Assuming the field is given by
[tex]\mathbf f(x,y)=ye^{xy}\,\mathbf i+xe^{xy}\,\mathbf j[/tex]
then because [tex]\mathbf f(x,y)[/tex] is continuous, there is some scalar potential function [tex]f(x,y)[/tex] such that [tex]\nabla f(x,y)=\mathbf f(x,y)[/tex], i.e. the vector field is conservative.

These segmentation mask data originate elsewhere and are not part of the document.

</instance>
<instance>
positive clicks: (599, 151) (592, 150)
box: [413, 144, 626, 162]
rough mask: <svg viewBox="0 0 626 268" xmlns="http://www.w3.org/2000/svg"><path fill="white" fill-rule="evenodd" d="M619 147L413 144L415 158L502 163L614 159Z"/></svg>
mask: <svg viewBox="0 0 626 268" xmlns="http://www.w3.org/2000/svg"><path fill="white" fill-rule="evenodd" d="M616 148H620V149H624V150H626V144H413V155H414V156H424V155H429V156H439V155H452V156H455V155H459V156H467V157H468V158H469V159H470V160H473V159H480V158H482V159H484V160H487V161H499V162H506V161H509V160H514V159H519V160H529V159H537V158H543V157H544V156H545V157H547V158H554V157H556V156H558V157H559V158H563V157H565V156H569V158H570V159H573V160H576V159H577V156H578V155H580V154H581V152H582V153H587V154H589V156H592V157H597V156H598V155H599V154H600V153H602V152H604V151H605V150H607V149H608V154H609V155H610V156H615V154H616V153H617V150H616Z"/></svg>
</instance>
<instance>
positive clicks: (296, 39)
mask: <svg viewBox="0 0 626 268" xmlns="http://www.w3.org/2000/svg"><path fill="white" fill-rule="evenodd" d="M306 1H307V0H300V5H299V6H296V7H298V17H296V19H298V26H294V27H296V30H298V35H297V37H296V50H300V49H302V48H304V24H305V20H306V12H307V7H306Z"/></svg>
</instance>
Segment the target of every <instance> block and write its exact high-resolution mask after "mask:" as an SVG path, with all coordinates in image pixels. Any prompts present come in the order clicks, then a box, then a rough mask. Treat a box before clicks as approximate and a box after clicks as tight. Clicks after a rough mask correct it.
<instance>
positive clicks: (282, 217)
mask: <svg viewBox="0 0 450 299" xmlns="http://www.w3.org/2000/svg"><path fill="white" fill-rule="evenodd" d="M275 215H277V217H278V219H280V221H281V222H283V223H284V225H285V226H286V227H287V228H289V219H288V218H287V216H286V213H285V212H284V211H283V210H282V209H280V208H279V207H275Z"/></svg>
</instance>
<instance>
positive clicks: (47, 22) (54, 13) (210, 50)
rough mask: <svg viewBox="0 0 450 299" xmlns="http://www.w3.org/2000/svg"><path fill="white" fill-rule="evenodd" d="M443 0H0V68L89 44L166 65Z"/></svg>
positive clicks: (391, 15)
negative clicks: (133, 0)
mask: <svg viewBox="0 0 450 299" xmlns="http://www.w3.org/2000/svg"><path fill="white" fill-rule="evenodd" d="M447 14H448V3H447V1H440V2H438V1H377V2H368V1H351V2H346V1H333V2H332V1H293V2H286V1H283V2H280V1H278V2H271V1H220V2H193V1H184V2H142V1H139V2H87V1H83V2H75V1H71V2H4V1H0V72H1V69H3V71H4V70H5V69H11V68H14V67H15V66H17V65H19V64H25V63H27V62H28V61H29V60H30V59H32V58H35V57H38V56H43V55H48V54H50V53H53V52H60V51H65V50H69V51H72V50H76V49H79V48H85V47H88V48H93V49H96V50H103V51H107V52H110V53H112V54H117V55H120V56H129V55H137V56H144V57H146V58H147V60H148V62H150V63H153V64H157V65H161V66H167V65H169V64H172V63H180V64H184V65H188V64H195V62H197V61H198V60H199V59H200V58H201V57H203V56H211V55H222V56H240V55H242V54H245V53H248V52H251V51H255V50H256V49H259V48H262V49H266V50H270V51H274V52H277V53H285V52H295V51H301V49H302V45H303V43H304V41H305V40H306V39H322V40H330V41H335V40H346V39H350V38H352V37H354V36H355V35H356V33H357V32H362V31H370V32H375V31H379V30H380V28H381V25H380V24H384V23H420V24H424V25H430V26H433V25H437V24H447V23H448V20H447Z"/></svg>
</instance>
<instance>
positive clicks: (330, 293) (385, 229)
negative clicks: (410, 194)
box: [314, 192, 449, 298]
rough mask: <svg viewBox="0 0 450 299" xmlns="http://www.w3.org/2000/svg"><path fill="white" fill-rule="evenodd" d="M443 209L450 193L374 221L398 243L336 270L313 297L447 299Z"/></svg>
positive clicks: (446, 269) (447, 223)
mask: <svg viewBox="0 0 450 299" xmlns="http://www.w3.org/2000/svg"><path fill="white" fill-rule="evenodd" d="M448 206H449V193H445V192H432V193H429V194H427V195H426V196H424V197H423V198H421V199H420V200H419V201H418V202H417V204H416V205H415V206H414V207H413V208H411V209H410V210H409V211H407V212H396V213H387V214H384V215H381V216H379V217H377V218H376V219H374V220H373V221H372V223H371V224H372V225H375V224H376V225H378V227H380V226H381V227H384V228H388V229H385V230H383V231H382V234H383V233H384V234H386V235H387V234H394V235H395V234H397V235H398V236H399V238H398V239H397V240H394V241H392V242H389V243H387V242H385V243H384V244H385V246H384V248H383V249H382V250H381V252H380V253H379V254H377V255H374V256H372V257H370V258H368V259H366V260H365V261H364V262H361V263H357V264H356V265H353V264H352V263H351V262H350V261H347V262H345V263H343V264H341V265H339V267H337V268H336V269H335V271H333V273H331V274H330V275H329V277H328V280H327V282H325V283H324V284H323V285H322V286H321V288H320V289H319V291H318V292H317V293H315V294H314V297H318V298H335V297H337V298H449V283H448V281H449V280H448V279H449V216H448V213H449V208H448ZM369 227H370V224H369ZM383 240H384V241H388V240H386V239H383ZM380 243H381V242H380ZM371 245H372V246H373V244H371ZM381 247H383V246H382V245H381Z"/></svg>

So
[tex]\dfrac{\partial f(x,y)}{\partial x}=ye^{xy}[/tex]
[tex]\displaystyle\int\dfrac{\partial f}{\partial x}=\dfrac{ye^{xy}}y+g(y)=e^{xy}+g(y)[/tex]
[tex]\dfrac{\partial f(x,y)}{\partial y}=\dfrac{\partial(e^{xy}+g(y))}{\partial y}[/tex]
[tex]xe^{xy}=xe^{xy}+g'(y)[/tex]
[tex]0=g'(y)[/tex]
[tex]\implies g(y)=C[/tex]
[tex]\implies f(x,y)=e^{xy}+C[/tex]
The value of the line integral then depends on only the endpoints of the path and the gradient theorem (fundamental theorem of calculus for line integrals) applies.